Tuesday, February 10, 2015

KC (13) World View of Power

In Kingdom Conspiracy, Scot McKnight writes some good stuff about what he calls a World View of Power.

Another worldview and idolatry (is) at work both in the world of Jesus and in our world: the worldview of power (Chapter 4).
Romans politics is about power and domination and might and force and coercion and sword. The politics of Jesus is about sacrificial love for the other, even if that means death from the sword (Chapter 4).
True power is with God, the three King and Emperor, and Jesus will submit only to that God (Chapter 4).
Power has always been a temptation, and I want to argue that majority rule in America carries with it an empire temptation for many Christian citizens (Chapter 4).
The political left takes one posture on issues, while the political right draws swords from another posture.

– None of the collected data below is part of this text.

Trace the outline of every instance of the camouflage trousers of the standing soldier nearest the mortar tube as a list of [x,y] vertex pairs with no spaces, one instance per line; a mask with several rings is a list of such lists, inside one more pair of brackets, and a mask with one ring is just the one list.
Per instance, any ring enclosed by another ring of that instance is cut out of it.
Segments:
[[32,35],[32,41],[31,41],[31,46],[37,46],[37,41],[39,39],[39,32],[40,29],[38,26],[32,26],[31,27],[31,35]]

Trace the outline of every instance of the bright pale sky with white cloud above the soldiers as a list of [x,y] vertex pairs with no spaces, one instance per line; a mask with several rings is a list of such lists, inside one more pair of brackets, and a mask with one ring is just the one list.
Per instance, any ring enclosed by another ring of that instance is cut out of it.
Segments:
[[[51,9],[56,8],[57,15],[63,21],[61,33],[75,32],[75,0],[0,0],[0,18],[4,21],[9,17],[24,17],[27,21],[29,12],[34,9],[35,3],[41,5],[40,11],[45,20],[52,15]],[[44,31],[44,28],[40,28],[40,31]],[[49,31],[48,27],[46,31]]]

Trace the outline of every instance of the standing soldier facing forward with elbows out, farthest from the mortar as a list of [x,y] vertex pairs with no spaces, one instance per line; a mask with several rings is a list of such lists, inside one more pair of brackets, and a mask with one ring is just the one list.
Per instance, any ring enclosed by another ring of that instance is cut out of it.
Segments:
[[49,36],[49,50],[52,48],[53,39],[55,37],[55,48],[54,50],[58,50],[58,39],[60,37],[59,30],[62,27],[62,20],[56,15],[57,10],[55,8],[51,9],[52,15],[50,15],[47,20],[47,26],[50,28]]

If we step back we see that each side seeks to impose its view on the minority. This is ruling over the other.
I call this quest for power through the political process the “eschatology of politics”-that is, the belief that if we usher in the right political candidates and the right laws, then kingdom conditions will arrive.
I submit that our eschatology has becomes empire-shaped, Constantinian, and political. And it doesn’t matter to me if it is a right-wing evangelical wringing her fingers in hope that a Republican wins or a left-wing progressive wringer her fingers in hope that a democrat wins. Each has a misguided eschatology. The kingdom story counters the culture of politics as the solution to our problems (Chapter 4).

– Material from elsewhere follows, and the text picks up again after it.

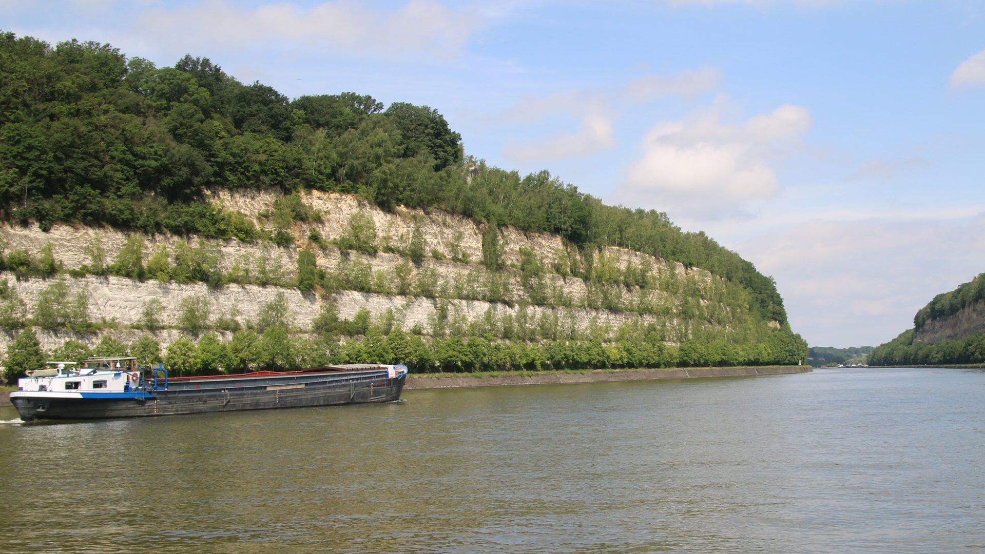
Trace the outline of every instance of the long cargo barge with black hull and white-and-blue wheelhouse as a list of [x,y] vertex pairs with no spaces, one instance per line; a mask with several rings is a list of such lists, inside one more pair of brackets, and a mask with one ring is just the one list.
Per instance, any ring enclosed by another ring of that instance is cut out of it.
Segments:
[[299,371],[168,377],[137,358],[49,362],[18,382],[10,401],[24,421],[178,415],[400,400],[407,366],[325,365]]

Politics is a colossal distraction from kingdom mission. Politics entails diminution of our kingdom message, because to speak well in the public forum means we have to turn our gospel-drenched message that focuses on Jesus, the cross, and the resurrection into acceptable, common-denominator language and vision. Instead of talking discipleship and a cruciform life, we talk about values and soak it in the pretentious “Judaeo-Christian ethic”. Politics means seeking to influence the state in the direction of the kingdom, but in so doing, it is asking the public and the state to put into law and policy the kingdom story.
We kingdom people don’t need the state, we don’t need the majority, and we must refrain from equating victory in the world with kingdom mission (Chapter 7).